Fante se detiene en un momento de inflexión, un momento
donde todo parece nuevo en su vida: la ilusión por la casa recién comprada y la
espera del primer hijo, y cierra una época dominada por los sueños y la
libertad de un camino aún sin elegir y sentirse dueño del mundo y de un destino
especial. La euforia de la paternidad, la sorpresa ante los cambios en su mujer
y la valentía en su mirada contrapuesta a la tristeza por no acabar de
comprender del todo esos cambios en su vida y creer que ha cerrado una puerta
que no volverá a abrir, que hay algo que siente se ha perdido.
Yo no era tan ignorante como se figuraba. Había aprendido
mucho de mi familia, desde la infancia, un inapreciable acervo de sabiduría que
nuestros antepasados de los Abruzos habían transmitido de generación en
generación. Pero gran parte de aquel conocimiento me resultaba inútil. Por
ejemplo, sabía desde hacía muchos años que la mejor manera de burlar a las
brujas era llevar un pañuelo de flecos, porque cuando la bruja te atacaba se
distraía contando los flecos y no acababa de pasar a la acción. Y también sabía
que la orina de vaca era mano de santo para que a los calvos les saliera el
pelo, pero hasta el momento no había tenido ocasión de comprobarlo. Sabía, como
es lógico, que el sarampión se curaba con un pañuelo rojo y que con un pañuelo
negro se curaba el dolor de garganta. Cuando era pequeño y tenía fiebre, mi
abuela me ataba una rodaja de limón a la muñeca; todas las veces me bajaba la
temperatura. Sabía igualmente que el mal de ojo producía dolor de cabeza y,
cuando llovía, mi abuela me mandaba que saliese y clavara un cuchillo en
tierra, para alejar los rayos. Sabía que si dormía con la ventana abierta,
todas las brujas de la comunidad entraban en la casa, y que si era obligatorio
dormir al fresco, un poco de pimienta negra, espolvoreada en el alféizar de la
ventana, hacía estornudar a las brujas y las ahuyentaba. Sabía asimismo que
para evitar el contagio cuando se visitaba a un amigo enfermo había que escupir
en su puerta. Hacía muchos años que sabía estas y otras cosas, y no las había
olvidado. Pero las personas viven y aprenden, y el método del ajo y la sal en
el lecho conyugal era algo fuera de lo común. Seguramente mi padre tenía razón:
yo no era tan listo después de todo. Pero aún tenía dudas acerca de que el
embarazo de Joyce hubiera empezado aquella noche de noviembre, en el sofá cama
de mi madre.
***
Para mí fue una temporada extraña. Me sentaba con ella,
incapaz de rezar, de expresar ningún sentimiento relacionado con Cristo. Pero
los recuerdos llegaron en tropel, imágenes de la infancia, de la época en que
aquel espacio frío y melancólico significaba mucho para mí. Joyce había
supuesto desde el principio que yo volvería a la fe católica con ella. Parecía
lo más lógico. De un modo u otro yo recuperaría los antiguos sentimientos,
alargaría los dedos de mi alma y asiría la abundante y magnífica alegría de
creer.
De un modo u otro yo había sabido siempre que estaba
allí, que para acercarme a ella me habría bastado murmurar el deseo, y en aquel
punto y hora me habría cobijado la inmensa paz del útero de Dios. Y era el perfume
del incienso, el crujido de los bancos y reclinatorios, los haces de luz que se
filtraban por los vitrales, la tibieza del agua bendita, la risa de las velas,
el impresionante transporte a la antigüedad, la pasmosa percatación de que
antes que yo habían estado allí infinitos millones de personas, y se habían
ido, y de que después de mí llegarían y se irían muchos más millones, durante
un millón de mañanas. Estos pensamientos tenía yo sentado junto a mi mujer.

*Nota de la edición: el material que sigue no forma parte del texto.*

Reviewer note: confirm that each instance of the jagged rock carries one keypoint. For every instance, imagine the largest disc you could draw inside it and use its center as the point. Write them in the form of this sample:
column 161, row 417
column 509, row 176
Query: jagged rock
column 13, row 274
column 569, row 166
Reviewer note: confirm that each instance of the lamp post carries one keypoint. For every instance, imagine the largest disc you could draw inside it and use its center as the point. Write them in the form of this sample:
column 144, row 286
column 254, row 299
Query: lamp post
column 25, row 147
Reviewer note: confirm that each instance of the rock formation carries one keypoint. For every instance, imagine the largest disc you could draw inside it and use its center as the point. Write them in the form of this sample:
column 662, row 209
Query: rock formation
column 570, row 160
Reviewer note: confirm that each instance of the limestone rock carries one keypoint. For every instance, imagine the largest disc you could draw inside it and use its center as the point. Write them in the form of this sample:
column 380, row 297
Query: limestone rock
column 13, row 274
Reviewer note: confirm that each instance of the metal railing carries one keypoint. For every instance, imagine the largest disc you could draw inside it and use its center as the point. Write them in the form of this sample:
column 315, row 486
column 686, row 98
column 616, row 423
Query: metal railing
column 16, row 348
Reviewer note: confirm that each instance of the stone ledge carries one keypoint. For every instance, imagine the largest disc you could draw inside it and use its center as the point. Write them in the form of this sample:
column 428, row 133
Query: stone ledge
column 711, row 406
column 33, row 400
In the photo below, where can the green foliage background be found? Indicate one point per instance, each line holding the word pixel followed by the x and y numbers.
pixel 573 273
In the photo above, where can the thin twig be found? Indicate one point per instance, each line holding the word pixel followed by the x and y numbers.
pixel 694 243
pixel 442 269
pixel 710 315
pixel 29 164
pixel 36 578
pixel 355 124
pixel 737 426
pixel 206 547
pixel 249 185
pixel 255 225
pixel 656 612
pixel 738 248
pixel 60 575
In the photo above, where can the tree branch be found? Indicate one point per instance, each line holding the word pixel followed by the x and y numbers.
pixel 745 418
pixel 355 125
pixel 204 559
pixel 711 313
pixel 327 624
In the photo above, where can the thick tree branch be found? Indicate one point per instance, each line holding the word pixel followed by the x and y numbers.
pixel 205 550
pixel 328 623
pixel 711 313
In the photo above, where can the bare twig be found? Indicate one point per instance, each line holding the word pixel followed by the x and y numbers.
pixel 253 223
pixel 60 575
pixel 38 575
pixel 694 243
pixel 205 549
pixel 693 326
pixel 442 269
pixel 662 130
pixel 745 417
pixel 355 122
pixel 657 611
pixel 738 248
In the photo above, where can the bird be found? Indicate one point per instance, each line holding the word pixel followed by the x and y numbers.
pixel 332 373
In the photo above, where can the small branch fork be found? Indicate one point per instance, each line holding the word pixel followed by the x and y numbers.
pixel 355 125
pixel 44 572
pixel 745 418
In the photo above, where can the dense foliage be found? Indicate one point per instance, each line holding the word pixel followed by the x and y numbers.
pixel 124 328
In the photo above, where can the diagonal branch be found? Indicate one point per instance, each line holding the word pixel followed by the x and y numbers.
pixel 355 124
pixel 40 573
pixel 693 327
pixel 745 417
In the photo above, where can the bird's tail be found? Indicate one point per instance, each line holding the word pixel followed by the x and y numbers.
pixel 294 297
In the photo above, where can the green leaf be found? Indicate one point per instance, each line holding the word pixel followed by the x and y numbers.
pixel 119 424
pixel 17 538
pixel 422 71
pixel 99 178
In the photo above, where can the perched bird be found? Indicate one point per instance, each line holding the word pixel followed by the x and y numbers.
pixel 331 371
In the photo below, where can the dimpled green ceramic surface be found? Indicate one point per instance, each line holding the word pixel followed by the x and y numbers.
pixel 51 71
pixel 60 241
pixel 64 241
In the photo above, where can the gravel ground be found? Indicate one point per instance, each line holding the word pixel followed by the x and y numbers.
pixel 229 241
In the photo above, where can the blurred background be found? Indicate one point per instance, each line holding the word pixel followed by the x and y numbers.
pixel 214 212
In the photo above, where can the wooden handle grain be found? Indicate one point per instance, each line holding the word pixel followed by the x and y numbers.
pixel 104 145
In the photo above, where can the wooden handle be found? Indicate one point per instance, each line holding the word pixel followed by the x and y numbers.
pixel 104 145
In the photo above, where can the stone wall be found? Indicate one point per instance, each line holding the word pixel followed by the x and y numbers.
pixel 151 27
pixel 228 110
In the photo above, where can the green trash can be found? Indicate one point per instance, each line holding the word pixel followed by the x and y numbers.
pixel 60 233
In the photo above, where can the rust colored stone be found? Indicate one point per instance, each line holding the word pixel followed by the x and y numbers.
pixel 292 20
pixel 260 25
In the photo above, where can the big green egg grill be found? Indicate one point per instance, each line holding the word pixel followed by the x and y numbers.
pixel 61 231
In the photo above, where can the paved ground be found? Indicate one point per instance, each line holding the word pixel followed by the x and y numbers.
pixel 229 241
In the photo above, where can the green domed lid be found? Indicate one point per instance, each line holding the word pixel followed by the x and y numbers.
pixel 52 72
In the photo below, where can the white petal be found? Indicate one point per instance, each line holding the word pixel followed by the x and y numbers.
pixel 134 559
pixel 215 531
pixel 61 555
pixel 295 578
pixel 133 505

Estos pensamientos más la creciente convicción de que me había equivocado, de
que no era fácil volver a la religión de siempre, de que la Iglesia no había
cambiado pero yo sí. Y los años de incredulidad me habían cubierto como una
montaña de arena. No era fácil volver a la superficie. No era fácil emitir una
débil llamada y creer que se me oía. Estaba sentado junto a ella y sabía que
iba a ser muy difícil. Es más, sabía que iba a ser casi imposible.
John Fante. Llenos
de vida. Traducción de Antonio-Prometeo Moya. Anagrama.